The growth of the WSOP continued throughout the 1980s. In 1981, NBC sports began its coverage of the series, giving even more national exposure to poker. More preliminary events were added to the roster, bringing the number of events to 11 in 1982. Another addition of 1982 was that of the Ladies World Series of Poker event and across the events the total prize pool rose to a staggering $2.6 million.

1983 brought the birth of the satellite tournament, inspired by the tournament director, Eric Drache. His idea to hold preliminary events at tournaments throughout the world to draw in the best from every country changed the face of poker tournaments forever. The worldwide attention that was drawn from these early satellites caused expansion that would force the Horseshoe Casino to give up its stake as the solo venue for the event, for a time. Some participants were tabled at nearby casinos, such as the Four Queens and the Golden Nugget. Shortly, the Horseshow expanded, purchasing another adjacent casino and was again the lone host site of the events.

After the passing of Benny Binion, on December 25, 1989, his son Jack took over the casino and handed the reigns of the WSOP to Jack McClelland and Jim Albrecht. At this point the WSOP had developed into a four week long tournament that drew players of both sexes from around the globe. These changes proved to be a smart move, with considerable expansion over the next few years. In 1991, the main event offered its first $1 million prize and drew more than 200 players. By 1996, the number of participants had grown to over 300. In 1997, the event once again outgrew the Horseshoe. Temporary poker rooms were set up in other parts of the casino and even the valet parking areas. There was a stage constructed on Freemont Street, under the brand new canopy of lights, on which the final table was played out for all of Las Vegas to see.

The Poker Explosion

Family troubles caused a rift between the Binions in the late 80’s and early 90’s, which drove Jack from any inclusion in the running of the WSOP. These events cause some of the best-known names to boycott both the tournament and the Horseshoe from 1999 through 2002. These boycotts opened the doors for the World Poker Tour, which momentarily began stealing players away from the WSOP. However, these events actually opened the door for WSOP to come back, bigger and better than ever.
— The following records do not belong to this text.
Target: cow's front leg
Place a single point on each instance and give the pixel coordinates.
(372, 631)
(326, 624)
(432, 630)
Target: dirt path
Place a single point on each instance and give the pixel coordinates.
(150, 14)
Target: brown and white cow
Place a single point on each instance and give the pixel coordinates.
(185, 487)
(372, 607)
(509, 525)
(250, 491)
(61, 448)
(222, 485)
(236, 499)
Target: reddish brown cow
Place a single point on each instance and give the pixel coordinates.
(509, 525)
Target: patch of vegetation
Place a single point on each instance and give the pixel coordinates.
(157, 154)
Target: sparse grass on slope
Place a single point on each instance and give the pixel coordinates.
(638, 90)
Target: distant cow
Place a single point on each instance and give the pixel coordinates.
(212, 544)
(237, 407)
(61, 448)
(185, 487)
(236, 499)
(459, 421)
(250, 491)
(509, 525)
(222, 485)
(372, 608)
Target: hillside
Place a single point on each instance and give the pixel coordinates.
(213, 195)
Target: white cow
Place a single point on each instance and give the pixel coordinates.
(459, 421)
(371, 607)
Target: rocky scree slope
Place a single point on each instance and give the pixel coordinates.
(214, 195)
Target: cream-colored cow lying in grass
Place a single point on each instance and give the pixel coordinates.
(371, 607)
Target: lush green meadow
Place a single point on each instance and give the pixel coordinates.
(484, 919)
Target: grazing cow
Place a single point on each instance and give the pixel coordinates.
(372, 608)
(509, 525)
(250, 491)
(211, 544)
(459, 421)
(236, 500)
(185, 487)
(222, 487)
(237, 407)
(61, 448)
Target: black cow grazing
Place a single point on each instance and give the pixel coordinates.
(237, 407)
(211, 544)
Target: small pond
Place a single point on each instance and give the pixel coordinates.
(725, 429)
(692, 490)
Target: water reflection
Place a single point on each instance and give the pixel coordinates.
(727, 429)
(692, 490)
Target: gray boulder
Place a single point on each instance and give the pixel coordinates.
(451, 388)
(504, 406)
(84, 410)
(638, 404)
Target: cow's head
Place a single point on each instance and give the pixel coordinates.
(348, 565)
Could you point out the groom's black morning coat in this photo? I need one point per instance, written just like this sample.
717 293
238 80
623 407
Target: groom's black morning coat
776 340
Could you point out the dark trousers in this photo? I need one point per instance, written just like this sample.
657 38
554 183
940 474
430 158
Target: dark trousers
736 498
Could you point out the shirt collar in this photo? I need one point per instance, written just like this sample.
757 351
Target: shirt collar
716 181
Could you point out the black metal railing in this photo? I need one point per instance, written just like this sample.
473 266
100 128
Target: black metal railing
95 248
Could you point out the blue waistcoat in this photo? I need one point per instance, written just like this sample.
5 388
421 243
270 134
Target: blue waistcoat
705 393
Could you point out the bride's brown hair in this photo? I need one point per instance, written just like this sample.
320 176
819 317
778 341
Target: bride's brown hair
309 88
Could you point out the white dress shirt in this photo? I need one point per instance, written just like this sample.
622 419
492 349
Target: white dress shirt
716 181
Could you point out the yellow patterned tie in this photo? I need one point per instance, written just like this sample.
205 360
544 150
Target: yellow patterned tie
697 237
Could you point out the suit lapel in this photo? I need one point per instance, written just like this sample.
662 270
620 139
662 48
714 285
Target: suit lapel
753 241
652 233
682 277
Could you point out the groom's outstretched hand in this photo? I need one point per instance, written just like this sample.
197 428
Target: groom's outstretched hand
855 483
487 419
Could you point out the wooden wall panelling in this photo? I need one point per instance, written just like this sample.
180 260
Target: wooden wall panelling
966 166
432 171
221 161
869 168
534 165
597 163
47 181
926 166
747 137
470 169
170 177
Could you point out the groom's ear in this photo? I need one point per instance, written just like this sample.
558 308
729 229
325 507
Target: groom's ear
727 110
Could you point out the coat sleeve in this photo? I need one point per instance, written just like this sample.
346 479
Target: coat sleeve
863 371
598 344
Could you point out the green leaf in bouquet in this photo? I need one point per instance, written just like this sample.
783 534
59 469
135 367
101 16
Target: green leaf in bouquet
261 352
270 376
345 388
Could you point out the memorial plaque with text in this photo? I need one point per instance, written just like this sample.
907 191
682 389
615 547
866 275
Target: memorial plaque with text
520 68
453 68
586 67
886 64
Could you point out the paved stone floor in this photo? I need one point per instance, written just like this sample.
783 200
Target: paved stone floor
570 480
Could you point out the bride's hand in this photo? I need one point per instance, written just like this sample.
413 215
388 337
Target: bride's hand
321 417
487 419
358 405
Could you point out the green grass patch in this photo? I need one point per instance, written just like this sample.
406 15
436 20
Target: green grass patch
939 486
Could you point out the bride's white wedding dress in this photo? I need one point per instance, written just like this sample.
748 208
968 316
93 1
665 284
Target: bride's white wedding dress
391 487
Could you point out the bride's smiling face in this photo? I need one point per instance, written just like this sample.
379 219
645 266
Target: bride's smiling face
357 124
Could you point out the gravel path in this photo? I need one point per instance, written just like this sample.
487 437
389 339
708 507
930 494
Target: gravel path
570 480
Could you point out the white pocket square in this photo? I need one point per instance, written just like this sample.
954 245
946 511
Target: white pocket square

Many thought that the days of the WSOP were numbered after the WPT burst on to the scene, but the beliefs did not last. In 2003, Chris Moneymaker won the WSOP main event. As it was televised on ESPN, millions tuned in to see this seemingly regular guy take it all, sparking a renewed interest in poker and the Series. Out of nowhere, poker players had achieved the status of celebrities. 2004 brought similar success to then-amateur player, Greg Raymer, who won $5 million, doubling the prize of Moneymaker the previous year.

The World Series Of Poker Today

2004 saw the end of an era, as well. The Horseshoe Casino was sold and the rights to the WSOP were purchased by Harrah’s Entertainment Group. Their first order of business was to change the venue of the event to the RIO for 2005. They expanded the space available for the tournaments and the number of players quickly grew to fill the openings. By 2006, the event had become the single richest event of any type, in the world, offering a total prize of $12 million to that year’s main event winner, Jamie Gold.

The World Series of Poker Circuit was also introduced, taking events to casinos throughout the United States. All of this nationwide attention of the most recent years has grabbed the interest of corporate sponsors, who clamor for a chance for a connection to this phenomenal event. In 2007 and again in 2008, the WSOP consisted of 55 total events, each with its own bracelet and bragging rights up for grabs. The future for the World Series of Poker looks bright, with even more growth predicted and expanded events planned for the future. Who would have ever thought the handful of players back in 1969 would have grown to the multi-billion dollar brand that the World Series of Poker has become today.